Python爬蟲庫Scrapy入門1--爬取當當網商品數據

本文轉載自查看原文 2016-12-13 22:21 1910 Python

1.關於scrapy庫的介紹，可以查看其官方文檔：http://scrapy-chs.readthedocs.io/zh_CN/latest/

2.安裝：pip install scrapy 注意這個庫的運行需要pywin32的支持，因此還需要安裝pywin32。

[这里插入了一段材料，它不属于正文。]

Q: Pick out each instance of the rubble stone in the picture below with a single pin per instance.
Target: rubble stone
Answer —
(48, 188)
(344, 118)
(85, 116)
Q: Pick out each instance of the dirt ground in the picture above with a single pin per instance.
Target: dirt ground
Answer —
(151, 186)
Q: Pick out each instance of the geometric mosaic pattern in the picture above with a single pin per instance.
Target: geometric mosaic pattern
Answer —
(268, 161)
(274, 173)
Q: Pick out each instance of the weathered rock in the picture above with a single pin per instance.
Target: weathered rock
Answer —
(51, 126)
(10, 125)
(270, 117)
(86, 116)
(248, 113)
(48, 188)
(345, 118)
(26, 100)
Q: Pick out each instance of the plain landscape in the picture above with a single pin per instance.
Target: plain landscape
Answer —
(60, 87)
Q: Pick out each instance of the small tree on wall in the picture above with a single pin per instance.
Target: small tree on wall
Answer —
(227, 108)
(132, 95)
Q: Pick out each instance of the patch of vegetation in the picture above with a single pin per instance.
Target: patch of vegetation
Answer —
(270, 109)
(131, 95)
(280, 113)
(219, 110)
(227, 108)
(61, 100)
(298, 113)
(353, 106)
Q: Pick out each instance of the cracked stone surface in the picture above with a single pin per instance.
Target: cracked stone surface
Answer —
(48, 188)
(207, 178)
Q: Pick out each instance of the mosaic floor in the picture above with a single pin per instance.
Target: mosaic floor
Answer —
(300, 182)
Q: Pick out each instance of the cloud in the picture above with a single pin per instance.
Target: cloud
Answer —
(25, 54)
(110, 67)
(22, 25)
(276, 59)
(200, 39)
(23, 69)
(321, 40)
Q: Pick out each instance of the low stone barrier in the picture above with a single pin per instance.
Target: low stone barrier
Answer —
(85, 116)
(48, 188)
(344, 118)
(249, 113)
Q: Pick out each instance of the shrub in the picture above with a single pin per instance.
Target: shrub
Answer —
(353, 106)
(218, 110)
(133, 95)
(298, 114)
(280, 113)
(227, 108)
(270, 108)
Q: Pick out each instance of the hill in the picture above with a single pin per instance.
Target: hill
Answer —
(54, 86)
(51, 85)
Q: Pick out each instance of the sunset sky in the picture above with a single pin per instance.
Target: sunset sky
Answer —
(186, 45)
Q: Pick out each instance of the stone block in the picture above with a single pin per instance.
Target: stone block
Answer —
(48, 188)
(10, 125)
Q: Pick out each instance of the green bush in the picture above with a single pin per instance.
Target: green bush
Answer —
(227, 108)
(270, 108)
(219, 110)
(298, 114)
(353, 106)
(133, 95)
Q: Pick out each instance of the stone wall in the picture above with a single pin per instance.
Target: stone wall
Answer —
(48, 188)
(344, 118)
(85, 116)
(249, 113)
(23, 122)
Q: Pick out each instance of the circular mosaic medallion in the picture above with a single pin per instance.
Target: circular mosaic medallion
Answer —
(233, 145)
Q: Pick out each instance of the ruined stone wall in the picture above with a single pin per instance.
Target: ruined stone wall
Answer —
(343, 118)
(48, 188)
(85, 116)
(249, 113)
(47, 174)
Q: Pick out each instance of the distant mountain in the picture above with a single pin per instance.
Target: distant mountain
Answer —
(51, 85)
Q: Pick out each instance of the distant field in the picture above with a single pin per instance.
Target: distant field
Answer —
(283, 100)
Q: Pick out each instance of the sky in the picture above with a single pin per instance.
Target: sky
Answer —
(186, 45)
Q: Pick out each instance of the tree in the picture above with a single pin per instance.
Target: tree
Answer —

可以在這個網站上選擇合適的版本下載安裝：https://sourceforge.net/projects/pywin32/files/pywin32/

3.挖掘當當網商品數據：

首先需要創建一個名為dangdang的爬蟲項目，在powershell中進入你項目所在的位置：

D:\Py\myweb>scrapy startproject dangdang

New Scrapy project 'dangdang', using template directory 'd:\\python35\\lib\\site-packages\\scrapy\\templates\\project', created in:

    D:\Python35\myweb\dangdang

You can start your first spider with:

    cd dangdang

    scrapy genspider example example.com

創建好了爬蟲項目之后，需要進入該爬蟲項目，然后在爬蟲項目中創建一個爬蟲，如下所示：

D:\Py\myweb>cd .\dangdang\

D:\Py\myweb\dangdang>scrapy genspider -t basic dangspd dangdang.com

Created spider 'dangspd' using template 'basic' in module:

  Dangdang.spiders.dangspd

隨后，需要編寫items.py文件，在該文件中定義好需要爬取的內容，將items.py文件修改為如下所示：

# -*- coding: utf-8 -*-

# Define here the models for your scraped items

#

# See documentation in:

# http://doc.scrapy.org/en/latest/topics/items.html

import scrapy

class DangdangItem(scrapy.Item):

    # define the fields for your item here like:

    # name = scrapy.Field()

    #商品標題

    title=scrapy.Field()

    #商品評論數

    num=scrapy.Field()

隨后，需要編寫pipelines.py文件，在pipelines.py文件中，一般會編寫一些爬取后數據處理的代碼們需要將爬取到的信息依次展現到屏幕上同時保存在本地txt中，將pipelines.py文件修改為如下所示：

# -*- coding: utf-8 -*-

# Define your item pipelines here

#

# Don't forget to add your pipeline to the ITEM_PIPELINES setting

# See: http://doc.scrapy.org/en/latest/topics/item-pipeline.html

class DangdangPipeline(object):

    def process_item(self, item, spider):

        #item=dict(item)

        #print(len(item["name"]))

        for j in range(0,len(item["title"])):

            print(j)

            title=item["title"][j]

            num=item["num"][j]

            print("商品名："+title)

            print("商品評論數："+num)

            print("--------")

            with open("result.txt",'a') as f:
                f.write(title+"\t"+num +"\n")

        return item

隨后，接下來還需要編寫配置文件settings.py，編寫配置文件的目的有兩個：

1）、啟用剛剛編寫的pipelines，因為默認是不啟用的。

2）、設置不遵循robots協議爬行，因為該協議對的爬蟲有相關限制，遵循該協議，可能會無法爬取到結果。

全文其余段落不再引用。